Snider was selected in a process of elimination by both D60 and the unions.  "We submit a request to the American Arbitration Association, then they send us a list of names back that we go through in somewhat of a process of elimination until we determine the fact-finder that will support us through the process," said D60 spokesman Dalton Sprouse.  "We cross off one name, the district crosses off one name, and then we get to a name we can mutually agree upon," said Pueblo Education Association president Suzanne Ethredge.  "In this case, it was Mr. Snider."

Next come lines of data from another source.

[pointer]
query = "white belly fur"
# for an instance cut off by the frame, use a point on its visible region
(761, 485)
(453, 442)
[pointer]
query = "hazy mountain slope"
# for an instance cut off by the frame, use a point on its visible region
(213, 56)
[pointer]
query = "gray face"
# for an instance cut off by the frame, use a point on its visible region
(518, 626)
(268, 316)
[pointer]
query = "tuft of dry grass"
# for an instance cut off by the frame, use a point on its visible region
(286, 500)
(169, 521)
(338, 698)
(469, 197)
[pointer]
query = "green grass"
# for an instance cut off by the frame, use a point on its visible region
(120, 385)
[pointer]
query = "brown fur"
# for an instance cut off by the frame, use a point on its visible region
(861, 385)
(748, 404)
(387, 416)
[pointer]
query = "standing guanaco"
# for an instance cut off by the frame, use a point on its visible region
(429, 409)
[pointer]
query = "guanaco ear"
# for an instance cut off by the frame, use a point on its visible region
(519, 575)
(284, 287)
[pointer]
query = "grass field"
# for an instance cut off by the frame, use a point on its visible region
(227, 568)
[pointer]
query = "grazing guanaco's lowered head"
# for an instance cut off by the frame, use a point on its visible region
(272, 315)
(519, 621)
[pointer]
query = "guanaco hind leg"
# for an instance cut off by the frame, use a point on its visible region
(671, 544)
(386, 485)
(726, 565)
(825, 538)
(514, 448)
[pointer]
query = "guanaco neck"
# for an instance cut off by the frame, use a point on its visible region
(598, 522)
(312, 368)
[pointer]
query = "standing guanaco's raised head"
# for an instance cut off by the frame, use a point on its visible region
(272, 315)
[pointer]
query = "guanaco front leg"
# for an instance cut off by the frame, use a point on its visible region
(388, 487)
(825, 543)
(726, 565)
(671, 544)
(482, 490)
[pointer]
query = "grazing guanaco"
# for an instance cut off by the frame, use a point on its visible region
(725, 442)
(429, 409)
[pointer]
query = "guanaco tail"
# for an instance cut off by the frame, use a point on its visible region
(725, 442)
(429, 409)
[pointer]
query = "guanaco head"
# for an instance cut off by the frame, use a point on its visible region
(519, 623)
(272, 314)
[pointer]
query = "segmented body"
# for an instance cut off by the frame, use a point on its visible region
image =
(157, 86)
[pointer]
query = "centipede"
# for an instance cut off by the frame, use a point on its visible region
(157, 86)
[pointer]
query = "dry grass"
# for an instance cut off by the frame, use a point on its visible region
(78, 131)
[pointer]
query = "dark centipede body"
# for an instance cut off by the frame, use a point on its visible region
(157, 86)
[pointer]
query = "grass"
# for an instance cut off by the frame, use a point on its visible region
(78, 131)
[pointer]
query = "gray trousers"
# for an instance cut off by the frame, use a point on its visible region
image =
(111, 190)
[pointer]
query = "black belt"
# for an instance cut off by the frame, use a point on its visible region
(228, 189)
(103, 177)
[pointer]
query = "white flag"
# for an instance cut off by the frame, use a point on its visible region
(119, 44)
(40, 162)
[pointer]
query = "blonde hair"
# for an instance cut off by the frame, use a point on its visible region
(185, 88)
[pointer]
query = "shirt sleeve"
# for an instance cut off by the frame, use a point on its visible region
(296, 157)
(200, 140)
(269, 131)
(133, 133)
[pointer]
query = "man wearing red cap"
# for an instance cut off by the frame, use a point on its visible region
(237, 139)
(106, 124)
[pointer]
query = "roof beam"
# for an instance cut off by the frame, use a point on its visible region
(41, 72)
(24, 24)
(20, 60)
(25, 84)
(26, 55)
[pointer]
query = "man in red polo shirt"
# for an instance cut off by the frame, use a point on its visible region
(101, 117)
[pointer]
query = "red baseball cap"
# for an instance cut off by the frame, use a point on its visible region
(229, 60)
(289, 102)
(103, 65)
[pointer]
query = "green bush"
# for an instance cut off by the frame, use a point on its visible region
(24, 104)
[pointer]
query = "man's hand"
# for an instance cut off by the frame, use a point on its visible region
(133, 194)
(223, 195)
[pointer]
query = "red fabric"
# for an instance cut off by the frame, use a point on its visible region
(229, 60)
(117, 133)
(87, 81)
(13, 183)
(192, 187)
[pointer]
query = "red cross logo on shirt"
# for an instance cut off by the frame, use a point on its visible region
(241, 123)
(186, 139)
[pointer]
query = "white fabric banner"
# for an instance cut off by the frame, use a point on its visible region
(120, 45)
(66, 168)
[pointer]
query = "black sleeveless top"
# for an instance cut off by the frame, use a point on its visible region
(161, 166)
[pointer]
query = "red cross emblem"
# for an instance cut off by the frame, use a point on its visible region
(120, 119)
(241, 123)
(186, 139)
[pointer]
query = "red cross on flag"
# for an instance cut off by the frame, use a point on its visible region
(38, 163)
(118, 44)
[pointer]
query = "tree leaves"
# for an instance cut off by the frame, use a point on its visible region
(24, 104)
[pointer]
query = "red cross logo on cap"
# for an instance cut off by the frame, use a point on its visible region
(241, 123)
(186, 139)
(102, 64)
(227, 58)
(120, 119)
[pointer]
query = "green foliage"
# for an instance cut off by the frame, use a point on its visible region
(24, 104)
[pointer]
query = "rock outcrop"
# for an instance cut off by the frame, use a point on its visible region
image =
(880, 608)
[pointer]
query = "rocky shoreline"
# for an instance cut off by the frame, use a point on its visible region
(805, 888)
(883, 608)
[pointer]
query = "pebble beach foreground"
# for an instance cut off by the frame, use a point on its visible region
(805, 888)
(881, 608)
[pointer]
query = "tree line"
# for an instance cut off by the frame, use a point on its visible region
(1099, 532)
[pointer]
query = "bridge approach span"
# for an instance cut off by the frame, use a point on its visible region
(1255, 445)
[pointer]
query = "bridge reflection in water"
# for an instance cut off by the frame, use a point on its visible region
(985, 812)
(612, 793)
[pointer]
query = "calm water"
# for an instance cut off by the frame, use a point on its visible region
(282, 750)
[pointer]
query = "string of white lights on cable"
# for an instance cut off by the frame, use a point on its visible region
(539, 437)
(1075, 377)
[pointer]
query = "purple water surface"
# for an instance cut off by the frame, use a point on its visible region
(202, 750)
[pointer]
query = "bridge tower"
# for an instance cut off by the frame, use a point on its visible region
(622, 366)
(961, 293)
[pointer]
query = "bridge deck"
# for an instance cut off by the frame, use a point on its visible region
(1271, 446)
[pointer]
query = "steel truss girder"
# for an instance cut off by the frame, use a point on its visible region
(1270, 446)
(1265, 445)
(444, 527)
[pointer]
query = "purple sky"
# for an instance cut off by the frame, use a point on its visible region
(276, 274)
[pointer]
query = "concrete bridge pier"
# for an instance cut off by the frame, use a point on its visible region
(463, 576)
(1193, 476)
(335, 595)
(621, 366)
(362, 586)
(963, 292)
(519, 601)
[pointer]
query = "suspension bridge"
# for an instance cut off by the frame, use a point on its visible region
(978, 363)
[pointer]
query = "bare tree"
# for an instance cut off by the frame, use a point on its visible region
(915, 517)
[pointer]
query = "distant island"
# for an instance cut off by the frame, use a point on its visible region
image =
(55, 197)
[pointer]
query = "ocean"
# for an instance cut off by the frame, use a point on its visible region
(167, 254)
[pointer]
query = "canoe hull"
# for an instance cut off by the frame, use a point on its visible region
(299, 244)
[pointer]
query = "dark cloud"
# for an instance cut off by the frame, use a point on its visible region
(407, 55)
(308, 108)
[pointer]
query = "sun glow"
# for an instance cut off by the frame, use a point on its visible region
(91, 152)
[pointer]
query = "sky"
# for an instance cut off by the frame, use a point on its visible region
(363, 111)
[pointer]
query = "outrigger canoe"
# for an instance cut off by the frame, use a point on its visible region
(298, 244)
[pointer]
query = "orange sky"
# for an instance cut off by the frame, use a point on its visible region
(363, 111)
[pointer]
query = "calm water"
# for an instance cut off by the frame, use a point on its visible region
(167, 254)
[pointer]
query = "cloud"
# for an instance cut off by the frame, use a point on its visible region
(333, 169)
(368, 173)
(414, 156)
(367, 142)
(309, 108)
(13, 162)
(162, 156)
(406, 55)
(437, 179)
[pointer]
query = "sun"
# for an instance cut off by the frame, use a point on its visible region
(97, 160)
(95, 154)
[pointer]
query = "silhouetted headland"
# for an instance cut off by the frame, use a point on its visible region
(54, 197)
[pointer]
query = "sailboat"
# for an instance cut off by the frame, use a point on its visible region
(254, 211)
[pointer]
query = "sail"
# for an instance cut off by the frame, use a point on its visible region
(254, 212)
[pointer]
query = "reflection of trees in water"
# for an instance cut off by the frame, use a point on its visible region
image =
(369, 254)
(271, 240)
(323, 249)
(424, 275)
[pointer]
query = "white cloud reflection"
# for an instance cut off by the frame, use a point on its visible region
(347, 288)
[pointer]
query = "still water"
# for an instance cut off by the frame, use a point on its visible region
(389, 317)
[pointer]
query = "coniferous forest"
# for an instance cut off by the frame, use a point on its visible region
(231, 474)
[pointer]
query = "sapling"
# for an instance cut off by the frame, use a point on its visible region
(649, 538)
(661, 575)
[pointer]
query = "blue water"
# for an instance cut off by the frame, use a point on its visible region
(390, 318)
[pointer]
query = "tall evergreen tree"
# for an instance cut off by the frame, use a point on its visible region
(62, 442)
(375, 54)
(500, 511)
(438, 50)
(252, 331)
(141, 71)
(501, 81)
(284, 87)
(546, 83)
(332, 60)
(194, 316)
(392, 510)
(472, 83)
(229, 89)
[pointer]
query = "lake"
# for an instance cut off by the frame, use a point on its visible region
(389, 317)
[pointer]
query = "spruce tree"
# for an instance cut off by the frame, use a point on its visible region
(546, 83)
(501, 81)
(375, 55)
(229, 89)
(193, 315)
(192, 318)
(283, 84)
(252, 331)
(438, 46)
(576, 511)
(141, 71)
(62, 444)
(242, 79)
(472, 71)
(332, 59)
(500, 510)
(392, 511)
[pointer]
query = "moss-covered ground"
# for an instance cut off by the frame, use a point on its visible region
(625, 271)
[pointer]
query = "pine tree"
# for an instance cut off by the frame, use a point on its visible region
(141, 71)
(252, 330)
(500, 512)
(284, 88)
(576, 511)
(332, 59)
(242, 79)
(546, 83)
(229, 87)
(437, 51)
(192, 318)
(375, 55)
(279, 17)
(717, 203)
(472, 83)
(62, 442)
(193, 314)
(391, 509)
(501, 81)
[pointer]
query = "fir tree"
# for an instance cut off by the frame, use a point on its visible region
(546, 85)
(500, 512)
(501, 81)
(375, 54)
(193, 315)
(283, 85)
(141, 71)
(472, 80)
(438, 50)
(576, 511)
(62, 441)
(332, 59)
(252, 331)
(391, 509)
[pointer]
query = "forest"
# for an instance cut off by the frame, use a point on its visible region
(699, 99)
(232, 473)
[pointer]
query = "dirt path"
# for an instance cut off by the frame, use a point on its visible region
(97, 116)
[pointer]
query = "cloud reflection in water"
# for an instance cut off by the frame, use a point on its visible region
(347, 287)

Snider also served as fact-finder during a teacher pay dispute in Jefferson County in 2014.  "Being a judge, he's heard conflicts of all sorts, and in trials, that's the judge's job is to determine the facts and apply the law to the facts," said Pueblo mediation attorney Hank Geisel.  "He's certainly well-trained if he went to law school and has been a judge and seems to have particular expertise in this type of situation, so it sounds like they got the right guy."

Snider was paid $8,602.34 for his service, according to Ethredge.  The cost was split evenly between D60 and the unions.  "Then our state organization pays half of our cost," Ethredge said.  "That's kind of a benefit to our members for the money they pay into the state organization."

The fact-finder's recommendations are not binding.  "A fact-finder makes a recommendation.  At that point, then it's up to the school board to determine what is actually appropriate based on their fiscal responsibility," Sprouse said.  "The fact-finder basically said both positions have merit, but they've got to try to work through it," Geisel added.